The Iran War Is Also Now a Semiconductor Problem

Carnegie Endowment for International Peace· June 14, 2026

The escalation of conflict in Iran and the subsequent closure of the Strait of Hormuz have triggered a severe economic crisis in South Korea, exposing the energy vulnerabilities of its dominant semiconductor sector. As the country relies on the Middle East for approximately 70 percent of its crude oil, the disruption has caused a massive sell-off in the shares of industry leaders Samsung Electronics and SK Hynix. This volatility highlights a critical strategic chokepoint where global AI and memory chip supply chains are directly dependent on the stability of volatile energy transit routes.

The Iran conflict has resulted in a historic 18 percent drop in the South Korean stock market over just four trading days, erasing more than $500 billion in market value. This downturn was led by the nation’s semiconductor giants, Samsung Electronics and SK Hynix, which together represent nearly 40 percent of the domestic market capitalization. Both companies saw their valuations plunge by more than 20 percent in 48 hours as investors reacted to the threat posed by the closure of the Strait of Hormuz. Because South Korea imports roughly 70 percent of its crude oil from the Middle East through this specific waterway, the energy-intensive process of chip manufacturing faces immediate operational and cost risks.
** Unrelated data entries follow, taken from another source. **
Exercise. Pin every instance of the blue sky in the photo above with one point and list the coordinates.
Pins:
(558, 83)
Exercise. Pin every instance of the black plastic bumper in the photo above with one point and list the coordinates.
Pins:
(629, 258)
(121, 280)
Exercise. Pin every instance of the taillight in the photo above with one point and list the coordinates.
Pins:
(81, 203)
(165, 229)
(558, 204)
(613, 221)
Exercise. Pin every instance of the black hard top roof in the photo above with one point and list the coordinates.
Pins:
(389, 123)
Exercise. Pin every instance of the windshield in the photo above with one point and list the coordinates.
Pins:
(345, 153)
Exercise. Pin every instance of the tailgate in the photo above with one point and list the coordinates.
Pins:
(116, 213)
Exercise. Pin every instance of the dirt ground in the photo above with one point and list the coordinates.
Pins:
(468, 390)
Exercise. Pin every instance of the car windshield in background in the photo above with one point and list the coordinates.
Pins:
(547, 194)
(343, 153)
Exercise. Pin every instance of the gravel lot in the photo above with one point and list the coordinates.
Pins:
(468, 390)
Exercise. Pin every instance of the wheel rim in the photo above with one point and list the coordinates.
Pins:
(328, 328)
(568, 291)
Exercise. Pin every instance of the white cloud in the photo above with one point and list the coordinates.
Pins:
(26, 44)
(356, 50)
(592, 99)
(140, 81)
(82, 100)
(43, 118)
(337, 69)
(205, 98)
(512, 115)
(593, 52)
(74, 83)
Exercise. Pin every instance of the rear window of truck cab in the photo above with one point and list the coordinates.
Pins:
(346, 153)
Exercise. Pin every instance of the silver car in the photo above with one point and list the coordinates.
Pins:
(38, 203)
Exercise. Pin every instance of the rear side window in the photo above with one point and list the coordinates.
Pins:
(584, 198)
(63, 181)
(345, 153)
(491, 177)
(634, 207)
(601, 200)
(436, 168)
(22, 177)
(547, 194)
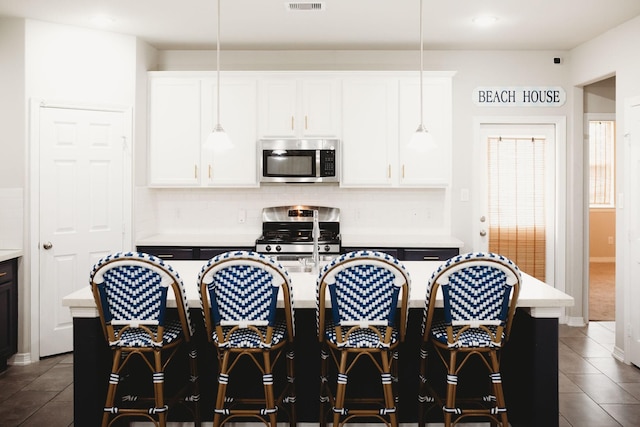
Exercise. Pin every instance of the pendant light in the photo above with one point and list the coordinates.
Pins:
(218, 140)
(422, 140)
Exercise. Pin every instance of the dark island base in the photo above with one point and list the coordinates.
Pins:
(529, 362)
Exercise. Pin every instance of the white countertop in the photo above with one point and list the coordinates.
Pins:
(366, 239)
(7, 254)
(539, 298)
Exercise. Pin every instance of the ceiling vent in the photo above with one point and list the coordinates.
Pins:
(297, 5)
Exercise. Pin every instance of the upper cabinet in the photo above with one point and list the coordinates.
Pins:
(174, 131)
(431, 168)
(369, 131)
(238, 117)
(374, 114)
(294, 107)
(380, 114)
(182, 112)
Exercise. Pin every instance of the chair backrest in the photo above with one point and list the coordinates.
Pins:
(365, 288)
(241, 288)
(477, 289)
(130, 290)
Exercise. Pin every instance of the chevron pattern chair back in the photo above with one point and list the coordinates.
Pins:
(367, 292)
(241, 293)
(131, 290)
(480, 293)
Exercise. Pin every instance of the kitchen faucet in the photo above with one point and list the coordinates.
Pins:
(315, 234)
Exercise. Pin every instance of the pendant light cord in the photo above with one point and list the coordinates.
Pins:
(218, 67)
(421, 66)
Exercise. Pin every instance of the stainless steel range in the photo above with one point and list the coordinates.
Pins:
(288, 232)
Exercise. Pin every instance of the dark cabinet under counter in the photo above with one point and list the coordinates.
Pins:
(204, 253)
(411, 254)
(8, 311)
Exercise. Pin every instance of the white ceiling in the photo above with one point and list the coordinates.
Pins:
(343, 24)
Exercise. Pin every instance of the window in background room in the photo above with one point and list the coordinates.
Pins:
(516, 187)
(602, 163)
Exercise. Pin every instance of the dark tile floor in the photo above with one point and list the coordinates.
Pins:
(595, 389)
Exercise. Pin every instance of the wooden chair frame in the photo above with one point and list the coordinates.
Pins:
(264, 357)
(157, 356)
(334, 398)
(455, 356)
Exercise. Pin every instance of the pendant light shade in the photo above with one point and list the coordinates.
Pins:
(422, 140)
(218, 140)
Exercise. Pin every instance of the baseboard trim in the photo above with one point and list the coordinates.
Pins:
(602, 259)
(20, 359)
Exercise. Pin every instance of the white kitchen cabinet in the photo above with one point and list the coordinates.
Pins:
(369, 131)
(238, 116)
(431, 168)
(293, 107)
(380, 114)
(174, 131)
(182, 112)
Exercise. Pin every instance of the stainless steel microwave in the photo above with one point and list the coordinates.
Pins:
(299, 160)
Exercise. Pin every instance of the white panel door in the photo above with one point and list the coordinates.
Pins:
(81, 208)
(632, 184)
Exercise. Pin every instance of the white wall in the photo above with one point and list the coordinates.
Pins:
(72, 66)
(612, 53)
(12, 136)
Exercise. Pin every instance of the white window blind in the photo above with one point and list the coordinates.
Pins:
(517, 230)
(602, 163)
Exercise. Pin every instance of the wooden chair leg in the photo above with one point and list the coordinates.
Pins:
(496, 379)
(341, 388)
(325, 395)
(452, 384)
(114, 379)
(291, 387)
(223, 380)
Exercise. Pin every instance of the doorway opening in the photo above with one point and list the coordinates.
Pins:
(600, 130)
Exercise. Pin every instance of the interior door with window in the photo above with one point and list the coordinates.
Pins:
(516, 183)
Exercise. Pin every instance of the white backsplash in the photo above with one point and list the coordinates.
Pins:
(11, 218)
(225, 211)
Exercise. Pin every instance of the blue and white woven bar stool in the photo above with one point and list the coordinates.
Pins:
(240, 292)
(480, 293)
(130, 290)
(368, 293)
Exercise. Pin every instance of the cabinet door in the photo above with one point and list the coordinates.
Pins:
(433, 167)
(238, 116)
(320, 112)
(369, 131)
(174, 132)
(291, 107)
(278, 104)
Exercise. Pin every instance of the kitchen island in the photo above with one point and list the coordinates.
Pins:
(530, 359)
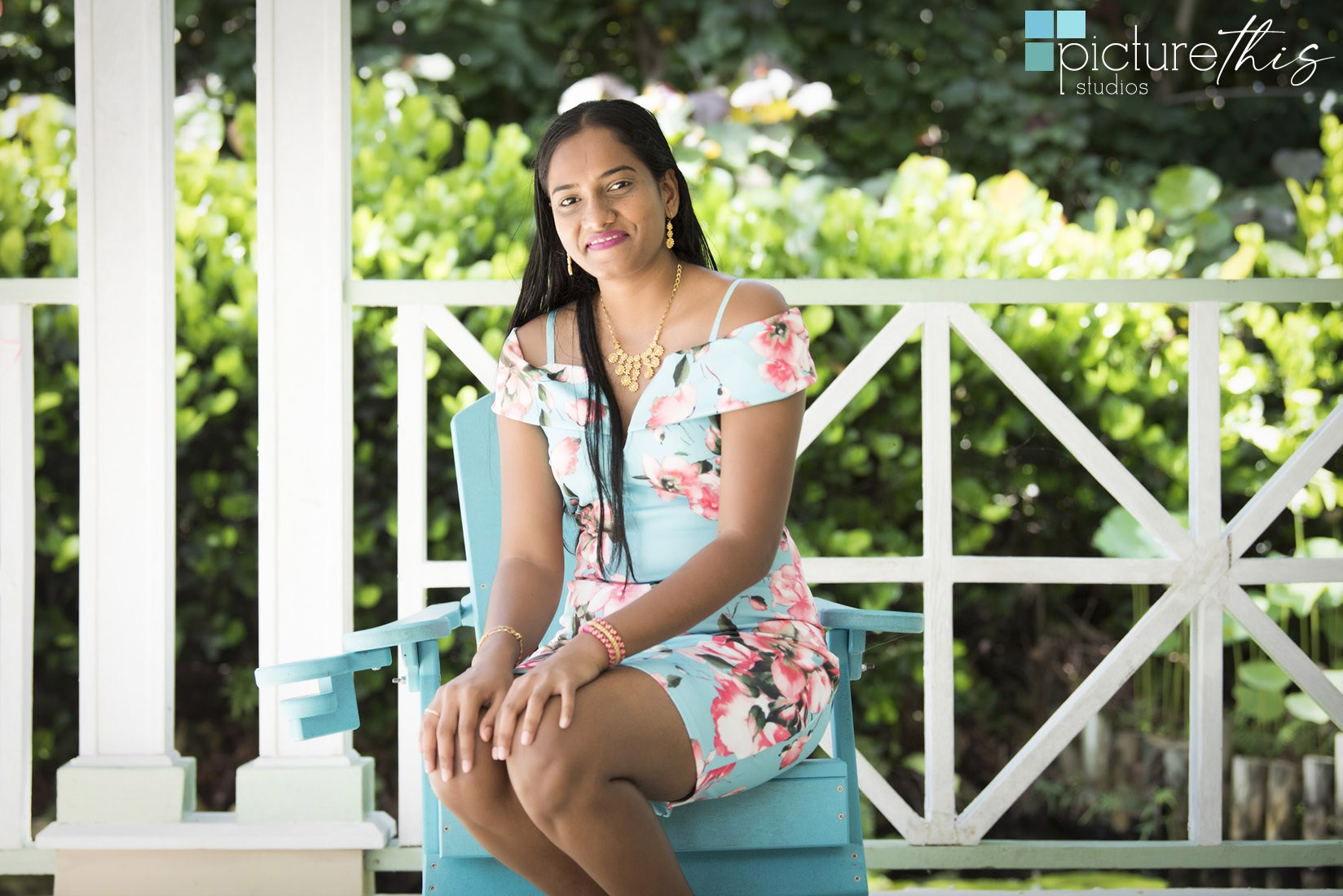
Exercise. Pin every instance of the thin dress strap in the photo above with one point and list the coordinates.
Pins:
(717, 320)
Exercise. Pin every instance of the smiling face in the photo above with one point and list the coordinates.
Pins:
(610, 213)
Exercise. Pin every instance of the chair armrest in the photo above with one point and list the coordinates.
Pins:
(332, 708)
(835, 616)
(429, 624)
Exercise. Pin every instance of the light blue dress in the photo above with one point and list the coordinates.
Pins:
(755, 678)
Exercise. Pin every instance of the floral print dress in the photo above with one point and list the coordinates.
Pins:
(754, 680)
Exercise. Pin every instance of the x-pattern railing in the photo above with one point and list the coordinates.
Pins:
(1204, 567)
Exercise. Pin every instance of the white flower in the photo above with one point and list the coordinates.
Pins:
(812, 99)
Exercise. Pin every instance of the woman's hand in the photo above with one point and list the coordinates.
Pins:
(449, 726)
(561, 674)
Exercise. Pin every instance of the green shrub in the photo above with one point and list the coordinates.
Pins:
(441, 199)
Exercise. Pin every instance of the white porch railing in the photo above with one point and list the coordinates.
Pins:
(1205, 567)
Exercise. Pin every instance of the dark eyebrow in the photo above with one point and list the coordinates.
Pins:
(606, 173)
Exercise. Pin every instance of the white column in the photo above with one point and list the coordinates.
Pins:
(16, 567)
(1205, 519)
(305, 397)
(126, 769)
(939, 693)
(412, 550)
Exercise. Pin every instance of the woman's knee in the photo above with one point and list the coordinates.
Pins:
(551, 774)
(473, 794)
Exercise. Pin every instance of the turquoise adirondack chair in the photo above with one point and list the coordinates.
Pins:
(814, 848)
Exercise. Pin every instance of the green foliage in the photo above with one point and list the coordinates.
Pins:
(907, 76)
(441, 196)
(1319, 214)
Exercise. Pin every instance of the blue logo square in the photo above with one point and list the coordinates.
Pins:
(1040, 57)
(1040, 23)
(1072, 24)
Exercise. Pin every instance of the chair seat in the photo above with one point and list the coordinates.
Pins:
(762, 817)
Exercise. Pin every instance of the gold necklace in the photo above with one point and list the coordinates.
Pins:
(627, 366)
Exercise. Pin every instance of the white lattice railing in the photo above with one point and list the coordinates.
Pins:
(1204, 569)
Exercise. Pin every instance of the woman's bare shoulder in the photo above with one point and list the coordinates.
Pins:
(750, 302)
(531, 340)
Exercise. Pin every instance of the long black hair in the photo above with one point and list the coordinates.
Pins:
(548, 285)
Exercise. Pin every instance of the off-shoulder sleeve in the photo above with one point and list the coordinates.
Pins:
(545, 395)
(760, 362)
(517, 386)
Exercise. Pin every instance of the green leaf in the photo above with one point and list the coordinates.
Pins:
(1182, 191)
(1299, 597)
(1303, 705)
(1262, 674)
(1121, 536)
(11, 252)
(1260, 705)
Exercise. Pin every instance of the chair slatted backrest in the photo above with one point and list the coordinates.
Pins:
(476, 455)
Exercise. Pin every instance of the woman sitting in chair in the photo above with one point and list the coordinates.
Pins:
(658, 402)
South Korea’s reliance on imported fossil fuels—comprising 36.6 percent oil, 22.3 percent coal, and 19.7 percent natural gas—creates a structural weakness for its high-tech economy. The energy demands of the sector are projected to grow significantly with the development of the world’s largest chip complex in Yongin, Gyeonggi Province. Scheduled to partially open in 2027, this facility alone is expected to require 16 gigawatts of power, accounting for approximately 17 percent of South Korea’s total peak national electricity demand. While the country has attempted to transition toward nuclear and renewable energy, progress has lagged, leaving the semiconductor roadmap heavily tethered to geopolitical stability in the Middle East.

The disruption carries profound consequences for the global technology landscape, as Samsung and SK Hynix control 80 percent of the high-bandwidth memory (HBM) market and nearly 70 percent of the DRAM market. These components are essential for AI systems, cloud data centers, and consumer electronics, and were already in short supply due to the ongoing AI boom. Rising domestic energy costs, which surged over 60 percent between 2020 and 2024, had already begun pushing manufacturing overseas to locations like Taylor, Texas. However, the current crisis underscores that even with geographic diversification, the primary hubs of memory production remain vulnerable to energy supply shocks that can destabilize the entire global semiconductor ecosystem.